“Skip Bayless was doing his thing with ‘First Take,’ having the 2 Live Stews [Ryan and Doug Stewart], Jemele Hill, Rob Parker and various other people debating against him,” Smith said. “And then in 2012, they weren’t satisfied with the numbers — the ratings and the amount of revenue that was being generated.”
As Smith alluded to, “First Take” began as a segment within ESPN2’s morning show, “Cold Pizza.” It was originally Bayless pitted against an assortment of guests. Smith clearly resonated with viewers significantly above the others, and with Bayless himself.

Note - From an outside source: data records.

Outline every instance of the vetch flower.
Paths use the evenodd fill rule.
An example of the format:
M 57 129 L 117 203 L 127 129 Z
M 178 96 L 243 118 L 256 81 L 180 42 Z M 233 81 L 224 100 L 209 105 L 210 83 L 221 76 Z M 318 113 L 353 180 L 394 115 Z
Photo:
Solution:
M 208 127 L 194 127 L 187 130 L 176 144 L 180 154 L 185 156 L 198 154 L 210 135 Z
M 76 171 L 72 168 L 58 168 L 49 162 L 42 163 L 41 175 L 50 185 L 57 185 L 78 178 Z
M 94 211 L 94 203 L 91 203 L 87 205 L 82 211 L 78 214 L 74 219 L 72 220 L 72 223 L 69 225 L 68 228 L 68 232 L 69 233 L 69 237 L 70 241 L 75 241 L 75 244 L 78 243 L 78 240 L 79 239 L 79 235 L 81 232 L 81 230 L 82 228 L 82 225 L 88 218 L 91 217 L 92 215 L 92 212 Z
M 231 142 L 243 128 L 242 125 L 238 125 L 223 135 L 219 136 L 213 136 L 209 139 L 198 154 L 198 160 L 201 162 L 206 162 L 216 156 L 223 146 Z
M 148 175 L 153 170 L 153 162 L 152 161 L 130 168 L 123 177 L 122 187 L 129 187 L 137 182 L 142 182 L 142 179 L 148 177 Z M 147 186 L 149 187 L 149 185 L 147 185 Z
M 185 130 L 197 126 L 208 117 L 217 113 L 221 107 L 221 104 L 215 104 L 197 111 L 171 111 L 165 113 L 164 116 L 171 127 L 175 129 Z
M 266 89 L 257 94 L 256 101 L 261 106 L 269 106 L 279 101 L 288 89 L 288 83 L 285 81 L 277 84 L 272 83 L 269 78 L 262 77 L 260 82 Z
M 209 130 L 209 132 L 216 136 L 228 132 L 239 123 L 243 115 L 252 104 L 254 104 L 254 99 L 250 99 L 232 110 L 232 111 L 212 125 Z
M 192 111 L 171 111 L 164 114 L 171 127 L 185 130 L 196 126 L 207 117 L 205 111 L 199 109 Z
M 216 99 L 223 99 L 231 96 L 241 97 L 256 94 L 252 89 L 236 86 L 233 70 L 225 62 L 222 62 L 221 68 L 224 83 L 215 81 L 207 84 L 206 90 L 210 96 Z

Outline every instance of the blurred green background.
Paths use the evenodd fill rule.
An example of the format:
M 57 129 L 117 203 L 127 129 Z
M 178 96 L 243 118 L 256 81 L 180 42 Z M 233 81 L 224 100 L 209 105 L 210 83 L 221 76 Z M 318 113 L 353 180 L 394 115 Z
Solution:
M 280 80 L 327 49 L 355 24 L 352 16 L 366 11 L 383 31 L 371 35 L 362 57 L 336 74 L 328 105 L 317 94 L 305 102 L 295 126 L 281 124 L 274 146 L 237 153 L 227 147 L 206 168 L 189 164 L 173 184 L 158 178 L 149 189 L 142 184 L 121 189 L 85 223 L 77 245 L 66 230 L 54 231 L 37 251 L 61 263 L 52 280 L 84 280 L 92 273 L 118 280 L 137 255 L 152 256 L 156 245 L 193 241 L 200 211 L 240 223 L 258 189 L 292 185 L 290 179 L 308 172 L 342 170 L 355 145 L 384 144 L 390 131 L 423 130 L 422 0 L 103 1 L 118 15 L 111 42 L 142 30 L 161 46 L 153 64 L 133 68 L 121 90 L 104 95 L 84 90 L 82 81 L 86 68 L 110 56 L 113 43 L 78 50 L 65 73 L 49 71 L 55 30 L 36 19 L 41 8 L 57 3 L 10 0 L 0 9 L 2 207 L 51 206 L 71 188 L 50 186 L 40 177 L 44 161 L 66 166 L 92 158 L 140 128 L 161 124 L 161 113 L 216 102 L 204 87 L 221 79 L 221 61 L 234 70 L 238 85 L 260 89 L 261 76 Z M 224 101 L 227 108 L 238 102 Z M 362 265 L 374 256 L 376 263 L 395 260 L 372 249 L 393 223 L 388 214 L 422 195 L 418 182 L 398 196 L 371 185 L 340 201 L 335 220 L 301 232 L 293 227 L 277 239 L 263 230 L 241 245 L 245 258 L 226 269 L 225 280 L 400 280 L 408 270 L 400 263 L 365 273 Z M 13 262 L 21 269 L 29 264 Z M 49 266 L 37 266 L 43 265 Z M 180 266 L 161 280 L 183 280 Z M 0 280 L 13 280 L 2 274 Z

“Skip Bayless comes to me in the parking lot of ESPN’s campus in Bristol, Connecticut, and he says, ‘I know you’ve got your plans. You love the NBA. You love being out on the road. You love being in the locker room. But I need you. I’ve done all that I could to take this as far as it can go. I need you, please. Just give me three years. I think we’ll knock it out of the park,’” Smith said.
“I thought about it. Those were clearly my best options. They weren’t about to give me my own show or anything like that at the time. I thought about it for a couple days and said I’d do it. One month later, we were No. 1, and we’ve been No. 1 ever since.”
Today, Smith, Scott Van Pelt and Mike Greenberg are the three biggest faces at ESPN and there’s a very strong case to be made that Smith is at the top. So it can be strange to think about his mindset of a decade ago, when that was actually not the case.
[email protected] recalls how Skip Bayless approached him to join @FirstTake full-time in 2012. Watch the full episode with @jj_redick and @talter: https://t.co/fYHyitl2SX pic.twitter.com/HYnbkWat9g
For a couple years, Smith hosted mornings on Fox Sports Radio — it was there that he successfully prognosticated, before “The Decision,” that LeBron James, Dwyane Wade and Chris Bosh would team up on the Miami Heat.
Bayless left ESPN for a lucrative offer to join Horowitz at FS1 in 2016 and was replaced on “First Take” by Max Kellerman. Last year, Smith successfully pushed for Kellerman to be replaced by a rotating group of hosts.